By using host card emulation (HCE), providers are able to offer NFC outside of the SE. Although this isn’t deemed a Best Practice method, the only other means to provide mobile access control through NFC would be to partner with all the cellular carriers and providers which can be an incredibly arduous process. By partnering, the access supplier is allowed access to the SE, which is typically either embedded or in the SIM card.
One example of such a partnership is HID and Oberthur Technologies. In 2013, HID announced a partnership with Oberthur Technologies to carry Seos digital keys on NFC SIM cards.
As mentioned above, the Apple announcement could make it easier for access control suppliers to provide mobile credentials with the true security afforded by the secure element.
Beyond the buzz, the market opportunity for access control remains unclear. Only time will tell if Apple providing mobile payment will ‘jump start’ NFC usage for access control. Some access control manufacturers speculate that the use of the secure element may not always be necessary and that the encryption provided for access control data on the handset is sufficient for most end users.
Impact on the access control sector
How quickly could this announcement impact access control? Today, data suggests that less than 3% of retailers (or 220,000 out of about nine million) will be using the mobile payments at the start. One of the main reasons for low adoption is the lack of infrastructure in stores.
However, every credit card in the US, for example, will be required to have EMV Chip and PIN technology by October 2015. As a result, merchants could decide to move forward with NFC capabilities since they will need to upgrade their system in any case.
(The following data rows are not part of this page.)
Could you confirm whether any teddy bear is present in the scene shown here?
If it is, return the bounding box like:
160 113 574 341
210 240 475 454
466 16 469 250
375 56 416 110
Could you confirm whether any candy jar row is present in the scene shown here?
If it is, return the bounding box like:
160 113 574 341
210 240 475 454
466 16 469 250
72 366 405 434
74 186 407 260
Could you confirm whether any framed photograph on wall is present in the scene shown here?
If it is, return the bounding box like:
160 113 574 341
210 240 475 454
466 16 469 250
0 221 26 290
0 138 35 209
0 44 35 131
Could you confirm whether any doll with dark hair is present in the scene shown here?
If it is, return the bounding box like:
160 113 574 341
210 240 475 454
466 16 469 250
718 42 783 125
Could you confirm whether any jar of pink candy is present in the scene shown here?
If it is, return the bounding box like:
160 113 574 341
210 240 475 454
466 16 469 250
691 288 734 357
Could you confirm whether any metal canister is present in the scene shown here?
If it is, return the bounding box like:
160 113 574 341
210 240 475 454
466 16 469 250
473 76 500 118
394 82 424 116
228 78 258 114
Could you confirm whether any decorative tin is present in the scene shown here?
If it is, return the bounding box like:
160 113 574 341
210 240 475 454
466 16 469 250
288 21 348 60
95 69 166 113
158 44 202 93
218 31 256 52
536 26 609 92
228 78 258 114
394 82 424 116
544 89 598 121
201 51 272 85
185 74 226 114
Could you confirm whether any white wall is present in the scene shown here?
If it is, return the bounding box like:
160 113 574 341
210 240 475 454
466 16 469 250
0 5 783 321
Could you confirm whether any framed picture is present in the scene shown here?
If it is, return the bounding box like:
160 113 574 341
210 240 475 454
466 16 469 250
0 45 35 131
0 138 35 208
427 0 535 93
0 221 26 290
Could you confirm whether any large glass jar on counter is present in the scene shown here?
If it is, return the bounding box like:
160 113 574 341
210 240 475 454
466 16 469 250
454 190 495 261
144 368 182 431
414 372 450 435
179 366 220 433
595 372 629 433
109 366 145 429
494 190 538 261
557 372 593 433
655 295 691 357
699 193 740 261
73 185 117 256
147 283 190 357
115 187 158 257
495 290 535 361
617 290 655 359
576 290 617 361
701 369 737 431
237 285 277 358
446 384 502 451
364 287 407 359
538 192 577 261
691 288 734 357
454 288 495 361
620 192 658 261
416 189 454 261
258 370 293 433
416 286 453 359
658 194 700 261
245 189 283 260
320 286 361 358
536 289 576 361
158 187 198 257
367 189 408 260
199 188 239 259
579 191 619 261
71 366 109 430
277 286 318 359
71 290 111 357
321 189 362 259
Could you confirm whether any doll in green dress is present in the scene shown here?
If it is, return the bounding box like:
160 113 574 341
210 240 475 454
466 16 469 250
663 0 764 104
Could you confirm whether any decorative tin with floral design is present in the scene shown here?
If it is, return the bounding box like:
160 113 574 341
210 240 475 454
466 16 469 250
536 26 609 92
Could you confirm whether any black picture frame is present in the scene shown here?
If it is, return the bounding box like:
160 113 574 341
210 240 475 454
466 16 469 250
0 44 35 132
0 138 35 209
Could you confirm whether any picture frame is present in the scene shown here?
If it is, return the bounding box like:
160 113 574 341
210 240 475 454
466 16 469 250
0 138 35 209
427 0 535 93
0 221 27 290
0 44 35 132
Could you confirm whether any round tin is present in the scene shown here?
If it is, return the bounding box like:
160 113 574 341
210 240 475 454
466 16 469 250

Interestingly enough, Apple is initially only launching in the US which has the lowest penetration rate of mobile payments compared with all other regions. There is a tremendous upside though. Access control end users already have the infrastructure in place to support NFC (eg the smart card reader, 13.56 MHz). While some pieces of the system (such as incompatible hardware and software) may need upgrading, the system is mostly ready.
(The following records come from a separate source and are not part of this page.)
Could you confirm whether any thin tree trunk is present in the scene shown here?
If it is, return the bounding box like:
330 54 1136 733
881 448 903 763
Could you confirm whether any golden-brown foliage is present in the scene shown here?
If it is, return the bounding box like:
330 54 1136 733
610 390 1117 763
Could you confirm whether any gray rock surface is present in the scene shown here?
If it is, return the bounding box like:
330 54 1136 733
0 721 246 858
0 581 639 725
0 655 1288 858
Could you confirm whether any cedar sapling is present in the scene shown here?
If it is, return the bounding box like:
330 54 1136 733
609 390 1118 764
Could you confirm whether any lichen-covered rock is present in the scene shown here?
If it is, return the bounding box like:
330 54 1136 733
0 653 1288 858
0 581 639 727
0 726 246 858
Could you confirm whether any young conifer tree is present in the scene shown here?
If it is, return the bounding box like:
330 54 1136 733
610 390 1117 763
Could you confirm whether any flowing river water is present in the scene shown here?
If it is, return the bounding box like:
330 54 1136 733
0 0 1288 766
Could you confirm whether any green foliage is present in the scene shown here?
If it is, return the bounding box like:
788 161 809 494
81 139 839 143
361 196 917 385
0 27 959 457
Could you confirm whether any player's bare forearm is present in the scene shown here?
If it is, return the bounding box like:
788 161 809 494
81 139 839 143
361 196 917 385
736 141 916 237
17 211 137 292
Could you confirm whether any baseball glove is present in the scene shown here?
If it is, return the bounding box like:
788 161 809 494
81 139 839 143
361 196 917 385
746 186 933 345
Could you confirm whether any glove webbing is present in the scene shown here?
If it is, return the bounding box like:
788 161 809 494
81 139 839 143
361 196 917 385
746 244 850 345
Unlike the retail space, which has to replace millions of terminals and retrain employees, access control is already primed for the transition.
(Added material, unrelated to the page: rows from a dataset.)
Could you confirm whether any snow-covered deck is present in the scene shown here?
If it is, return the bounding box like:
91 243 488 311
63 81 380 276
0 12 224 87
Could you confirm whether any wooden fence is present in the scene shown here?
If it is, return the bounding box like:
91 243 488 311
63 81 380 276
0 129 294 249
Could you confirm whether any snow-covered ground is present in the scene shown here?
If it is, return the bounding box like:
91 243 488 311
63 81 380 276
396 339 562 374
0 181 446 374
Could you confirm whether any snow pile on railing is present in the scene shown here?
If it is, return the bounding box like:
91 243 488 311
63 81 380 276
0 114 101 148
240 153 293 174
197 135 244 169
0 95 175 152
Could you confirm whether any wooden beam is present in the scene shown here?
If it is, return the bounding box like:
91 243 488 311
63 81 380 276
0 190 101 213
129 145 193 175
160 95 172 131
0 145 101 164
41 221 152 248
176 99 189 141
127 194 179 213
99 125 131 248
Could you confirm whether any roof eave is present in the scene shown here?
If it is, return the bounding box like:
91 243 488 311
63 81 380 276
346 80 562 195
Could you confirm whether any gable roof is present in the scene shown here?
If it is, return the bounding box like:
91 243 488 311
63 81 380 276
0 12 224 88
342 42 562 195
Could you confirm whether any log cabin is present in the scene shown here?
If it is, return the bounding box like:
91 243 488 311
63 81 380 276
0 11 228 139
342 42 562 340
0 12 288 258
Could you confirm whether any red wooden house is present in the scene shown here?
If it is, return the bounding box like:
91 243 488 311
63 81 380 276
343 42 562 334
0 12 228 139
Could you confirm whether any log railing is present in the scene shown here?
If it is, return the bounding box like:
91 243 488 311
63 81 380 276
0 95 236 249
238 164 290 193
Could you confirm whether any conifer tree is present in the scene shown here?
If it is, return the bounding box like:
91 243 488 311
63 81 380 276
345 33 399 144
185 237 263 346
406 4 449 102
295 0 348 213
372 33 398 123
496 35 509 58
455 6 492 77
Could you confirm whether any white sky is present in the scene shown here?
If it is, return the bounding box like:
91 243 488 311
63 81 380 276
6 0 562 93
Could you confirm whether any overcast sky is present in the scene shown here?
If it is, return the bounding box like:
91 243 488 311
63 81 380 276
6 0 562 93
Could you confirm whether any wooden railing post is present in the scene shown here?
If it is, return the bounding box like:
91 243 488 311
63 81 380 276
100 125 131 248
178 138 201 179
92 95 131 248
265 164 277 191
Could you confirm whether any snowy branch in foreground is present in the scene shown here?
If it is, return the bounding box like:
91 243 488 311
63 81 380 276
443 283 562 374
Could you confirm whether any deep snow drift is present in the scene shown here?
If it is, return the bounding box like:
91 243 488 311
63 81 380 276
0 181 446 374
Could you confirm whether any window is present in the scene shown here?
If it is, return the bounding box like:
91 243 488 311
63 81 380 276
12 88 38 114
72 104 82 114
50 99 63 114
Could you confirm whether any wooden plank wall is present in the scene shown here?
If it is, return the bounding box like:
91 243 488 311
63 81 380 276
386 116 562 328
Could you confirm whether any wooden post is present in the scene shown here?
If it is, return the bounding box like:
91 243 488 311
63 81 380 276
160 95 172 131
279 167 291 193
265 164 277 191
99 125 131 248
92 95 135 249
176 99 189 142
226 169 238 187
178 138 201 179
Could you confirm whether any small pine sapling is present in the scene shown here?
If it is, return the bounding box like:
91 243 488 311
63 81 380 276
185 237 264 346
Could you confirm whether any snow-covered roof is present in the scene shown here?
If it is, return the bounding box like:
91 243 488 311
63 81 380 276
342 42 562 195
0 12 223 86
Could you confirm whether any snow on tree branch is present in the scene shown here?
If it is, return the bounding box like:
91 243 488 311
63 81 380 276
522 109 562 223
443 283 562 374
Overall, Apple could instigate change for the access control sector. However, adoption will remain low due to the other barriers which have not been addressed, such as mobile phone issuance to colleagues and identifying which department in an organisation will manage the mobile credentials. In most cases, the phone would be managed by IT and the security credential would be managed by the Security Department.
New policies and procedures will have to be created and many end users will still be issued with badges for identification purposes.
Bluetooth: a viable alternative to NFC
Bluetooth is becoming a viable alternative to NFC. Security suppliers have been working for the past several years to partner with NFC and implement it beyond pilot projects but to little avail.
As a result, many are turning to Bluetooth, which is deemed by many to be a more robust option for security purposes such as access control since, for instance, the read range can be modified.
Additionally, Bluetooth has a longer history with smart phones than NFC. Bluetooth was introduced in 2000 and NFC in 2006.
While the Apple announcement sets the ball rolling for NFC in the physical security space by providing more outlets for app developers to create a unique user experience, other barriers still need to be overcome before a state of critical mass is attained.